Lagi-lagi beberapa pertanyaan hadir dalam pikirannya, seperti biasa pertanyaan itu tidak ada jawabannya.
Bagaimana bisa Rain tinggal bersama Reynald? Bukankah dulu Marilyn berjanji akan merawat Rain sendiri?
"Cukup Kapten, kita pulang sekarang!"
Zee merasa lemah. Dia tidak kuat lagi menahan air mata yang sedari tadi dia tahan. Menangis adalah salah satu cara yang ampuh untuk meringankan sesak yang ada dihatinya saat ini.
“Semoga kamu bahagia, Nak,” doanya dalam hati.
Semua yang ada di mobil tahanan itu pun, tak kuasa menahan haru. Sipir wanita bernama Maggie memeluk wanita malang dengan tulus, membiarkan pundaknya basah oleh air mata keputusasaan.
******
Rumah Tahanan Cleveland, pukul 20.00 pm
Zevanya sudah berada diruangan isolasi, menunggu detik demi detik menuju waktu eksekusi hukuman mati di laksanakan.

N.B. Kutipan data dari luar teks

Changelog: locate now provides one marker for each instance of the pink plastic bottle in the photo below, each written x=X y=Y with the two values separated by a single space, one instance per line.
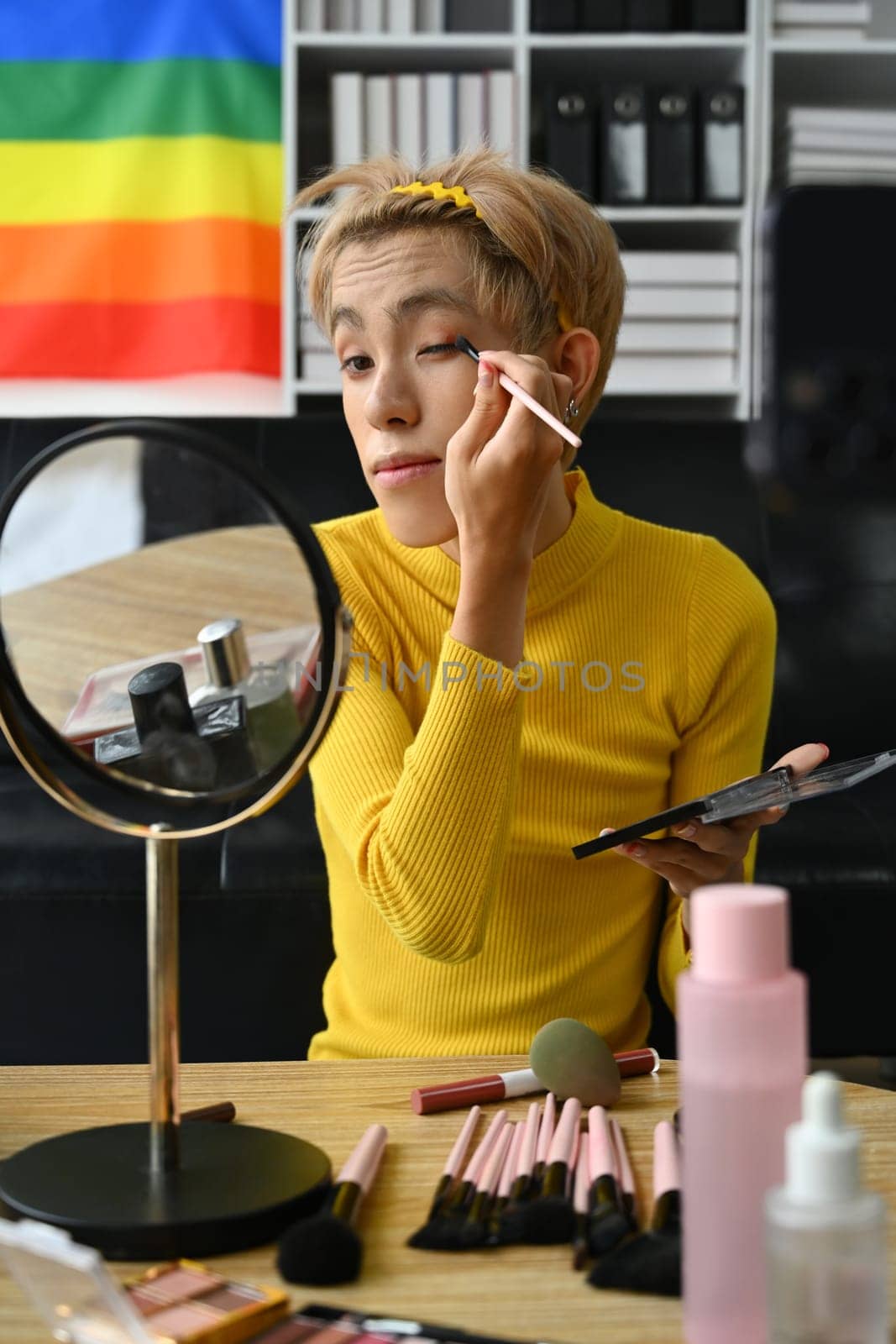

Teman-teman di sel tempat Zee berada melepas kepergian Zee dengan deraian air mata.
Tidak ada kata-kata lagi yang mampu diucapkan Zee, selain ucapan selamat tinggal.
Zevanya berbaring lesu di ruang isolasi. Di lantai yang dingin dan basah. Satu per satu, kilas balik kehidupan masa lalunya berputar seperti rekaman video yang terus berputar di ruang pikirannya.
"Selamat tinggal Rain, Mommy menyayangimu." bisik Zee lirih.
"Selamat tinggal Reynald, terimakasih atas penderitaan yang telah kau berikan kepadaku, aku membencimu," gumam Zee sambil menutup matanya yang basah oleh air mata.